You may also need to intervene in your own education. In most medical schools, the curriculum won’t be much help. When Smith was in medical school from 1968 to 1972, “there was no discussion of sexual preference and almost no discussion of sex, period,” he says. Smith developed a sensitivity to these issues after he got out of medical school by attending workshops developed by the American Medical Student Association. Education about LGBT issues still varies wildly from school to school; there is no curricular requirement from the Association of American Medical Colleges on this one. “There is a mandate in most medical schools to be ‘culturally competent,’ but this can be interpreted in many ways,” says Haller.
Dr. Ricky Y. Choi got his medical degree in Charleston, South Carolina, a conservative community with a school having what Choi calls a “frankly homophobic staff.” He became acquainted with LGBT people only during his residency at the University of California, San Francisco (UCSF). “While I did have some LGBT patients [at UCSF], interestingly, I had more kids with LGBT parents.
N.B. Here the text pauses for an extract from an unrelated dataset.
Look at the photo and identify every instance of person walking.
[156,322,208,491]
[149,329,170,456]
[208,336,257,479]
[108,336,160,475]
I also had LGBT co-residents, some of whom had young families of their own. I can’t say that it changed the way I practiced, but it did help me see LGBT families as part of regular society—an important and valuable part of society, where children can thrive,” he says.
Not all schools totally drop the ball on this one, though. McDonald says that his school, UAB, “does a reasonable job of teaching LGBT issues. Particularly on World AIDS Day, [when] speakers make special efforts to convey to students that there are additional health risks associated with being homosexual, including substance abuse and psychiatric issues related to the difficulties of not being accepted by ‘mainstream’ society.”
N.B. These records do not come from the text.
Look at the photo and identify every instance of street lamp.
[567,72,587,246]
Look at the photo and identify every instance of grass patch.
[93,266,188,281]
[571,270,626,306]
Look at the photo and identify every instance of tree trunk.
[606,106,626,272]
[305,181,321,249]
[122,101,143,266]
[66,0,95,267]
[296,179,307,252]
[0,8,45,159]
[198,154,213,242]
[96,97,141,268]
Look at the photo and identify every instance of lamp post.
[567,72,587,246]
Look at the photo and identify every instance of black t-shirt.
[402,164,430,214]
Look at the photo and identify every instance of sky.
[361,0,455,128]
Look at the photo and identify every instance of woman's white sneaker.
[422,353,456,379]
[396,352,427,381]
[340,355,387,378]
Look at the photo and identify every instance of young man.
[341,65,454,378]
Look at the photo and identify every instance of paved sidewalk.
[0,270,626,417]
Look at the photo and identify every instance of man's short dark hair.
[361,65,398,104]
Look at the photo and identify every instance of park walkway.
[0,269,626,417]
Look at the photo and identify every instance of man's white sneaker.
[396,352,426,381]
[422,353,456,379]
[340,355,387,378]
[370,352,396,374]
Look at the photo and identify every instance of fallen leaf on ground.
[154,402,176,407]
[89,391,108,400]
Alison Reid, a third-year at Johns Hopkins University School of Medicine, has a “pretty high comfort level” with LGBT patients. Hopkins, says Reid, offers a unit on sexuality in which LGBT issues are briefly but nicely covered. “There was a very good lecture on transgender communication. For the most part, those who wanted to got a lot out of it.”
Most of Reid’s training came outside the classroom, however. She worked as an HIV counselor in a clinic where 80 percent of her patients were gay, and she was trained in taking a sexual history for this job. The training included small group sessions and role-playing, she says.
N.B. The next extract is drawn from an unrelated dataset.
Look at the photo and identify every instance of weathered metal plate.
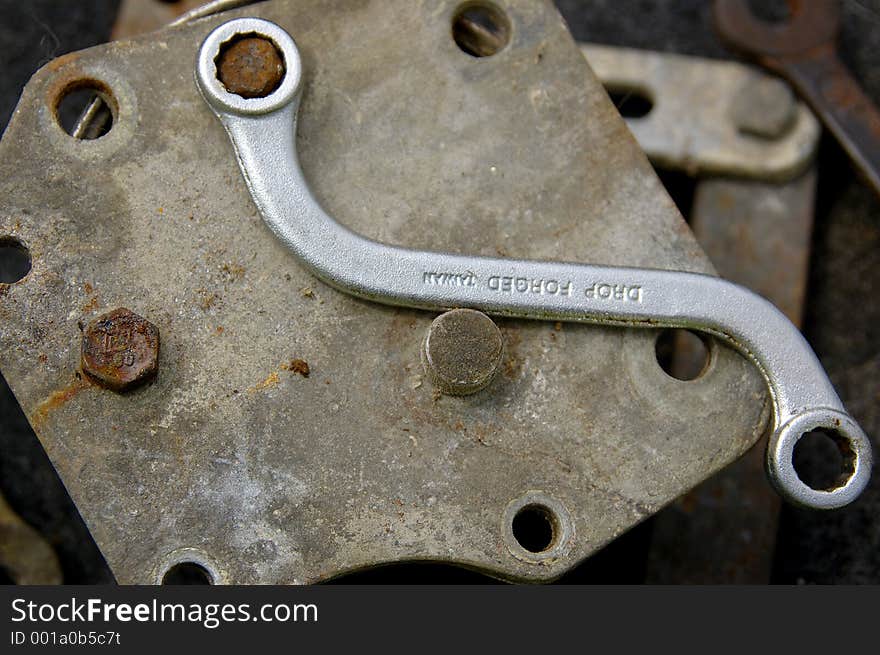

If your school does not offer resources for learning about LGBT health care, you might have to take matters into your own hands. “If you are in an area without clinics that target the LGBT population,” Sanchez says, “schools should offer scripted encounters to give students practice.” And when schools don’t, students should speak up and ask for it.
“You have to make a strong argument to effect change,” he asserts. “Get in touch with gay and lesbian groups on campus. Find out what other schools are doing and see if you can mimic it. Gather evidence and look for faculty support. Get deans and professors on your side. You’ll have to find someone willing to teach it.” Sanchez adds, “In some places, students teach each other.”
Getting the training and exposure you need to provide high-quality health care to LGBT patients may take a little effort. But it is worth it. Knowledge and experience will make you comfortable, and, says Reid, “If the provider is comfortable, the patient will be, too.” Having patients you are at ease with treating and who are relaxed and open with you can help nourish your joy in medicine. After all, you got into this field because you wanted to help people—and there is a rich variety of people out there.
Avery Hurt is a freelance writer in Birmingham, Alabama.